Der Einkauf der Supermärkte geht uns alle an.    
 Niedrigere Einkaufspreise – schlechtere Arbeitsbedingungen

Billig, billig um jeden Preis?

Wenn Supermarktketten die Lieferanten knallhart im Preis drücken, haben Näher/innen, die in Bangladesch und China Kleidung für Lidl und Aldi herstellen oder Arbeiter/innen in Costa Rica, die Ananas für Edeka, Rewe, Aldi, Lidl und Metro anbauen, das Nachsehen.


Gilbert Bermudez, Gewerkschaftsvertreter aus Costa Rica schildert:

„Bei Arbeitstagen von bis zu zwölf Stunden erhalten die wenigsten Arbeiter/innen auf den Ananasplantagen den gesetzlichen Mindestlohn. Sie werden unter Druck gesetzt, sich nicht gewerkschaftlich zu organisieren.“

Suma Sarker aus Bangladesch berichtet:

„Die Näherinnen müssen für monatlich 18–24 Euro meist sieben Tage die Woche arbeiten. Wer krank wird und nicht zur Arbeit erscheint, hat keine mehr. Sie werden geschlagen, beschimpft. Es herrscht die blanke Angst, denn trotz dieser Bedingungen will niemand den Job verlieren.“

Auch in Deutschland bekommen Arbeiter/innen in den Supermarktketten die Folgen des Verdrängungs- und Preiswettkampfs zu spüren, Niedriglöhne und Minijobs bedeuten für viele, arm sein trotz Arbeit. Extremer Leistungsdruck und Bespitzelung sind ebenfalls keine Seltenheit. Immer weniger Supermärkte haben immer mehr Marktmacht.

 


Bereits heute teilen sich die fünf führenden Supermarktketten 90 Prozent des Lebensmittelmarktes. Tendenz steigend. Je mächtiger die Supermarktketten sind, desto stärker können sie den Lieferanten und Erzeugern ihre Preise und Konditionen diktieren. Den Preis zahlen Arbeiter/innen, bäuerliche Produzenten und am Ende auch die Verbraucher/innen.


Die Supermarkt-Initiative fordert


die Supermarktketten auf, dafür zu sorgen, dass ihre Produkte unter menschenwürdigen Arbeitsbedingungen produziert und ökologische Mindeststandards eingehalten werden.

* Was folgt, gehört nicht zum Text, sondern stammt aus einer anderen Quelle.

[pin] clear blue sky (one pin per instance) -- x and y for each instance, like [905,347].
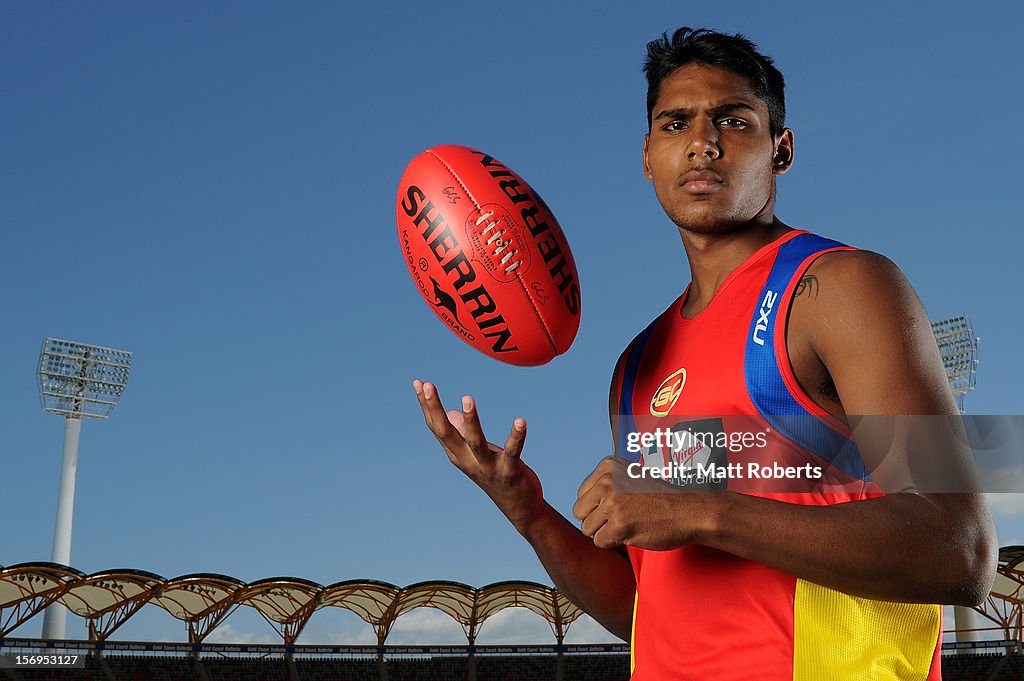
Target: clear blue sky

die Politik auf, die Marktmacht der Supermarktketten zu beschränken, verbindliche Regeln zur Einhaltung sozialer und ökologischer Mindeststandards für Unternehmen und ihre Zulieferer aus allen Produktionsländern einzuführen, die Rechte der Verbraucher/innen zu stärken und Herkunft sowie die soziale und ökologische Qualität von Produkten transparent zu machen.


   
 

ES ist ZEIT ZU HANDELN!




Neues im Netz

 
Hiermit möchten wir euch auf die Internetseite des BDKJ-Bundesvorstandes www.bdkj.de/kritischerkonsum hinweisen. Unter dem Titel „Kritischer Konsum. Du hast die Macht!“ wird hier über verschiedene Themen und Kriterien des Kritischen Konsums informiert. Hauptziel ist es jedoch, die vielen guten Aktionen und Materialien der Mitglieds- und Diözesanverbände im BDKJ vorzustellen. Daher freuen wir uns sehr, wenn viele Gruppen und Verbände die Möglichkeit nutzen und ihre Aktionen auf der Seite hochladen! Gefragt ist alles: Faire Jugendbildungsstätten, öffentlichkeitswirksame Aktionen, Gruppenstunden, Fotos, Videoclips etc…  
Unter diesem Banner werdet ihr ab sofort immer auf die BDKJ-Kritischer Konsum Seite finden.




   


Buchempfehlungen

  Klaus Werner/Hans Weiss,
Das neue Schwarzbuch Markenfirmen


 

Klaus Werner und Hans Weiss beschreiben in ihrem Buch detailliert und schonungslos die Fehltritte und Sünden internationaler Großfirmen (Global Players). Auch deutsche Firmen wie Adidas, Bayer oder Siemens kommen nicht ungeschoren davon. Verfolgung von Gewerkschaftern, Verursachung von irreparablen Umweltschäden, unmenschliche Arbeitszeiten und Zahlung von Hungerlöhnen; diese und weitere sind die Vorwürfe an die Unternehmen. Die Autoren sind leider nicht bereit ein „Weissbuch Markenfirmen“ zu schreiben. Wer sich Firmen interessiert, die durch verantwortliches Handeln auffallen, wird vielleicht auf www.utopia.de fündig werden.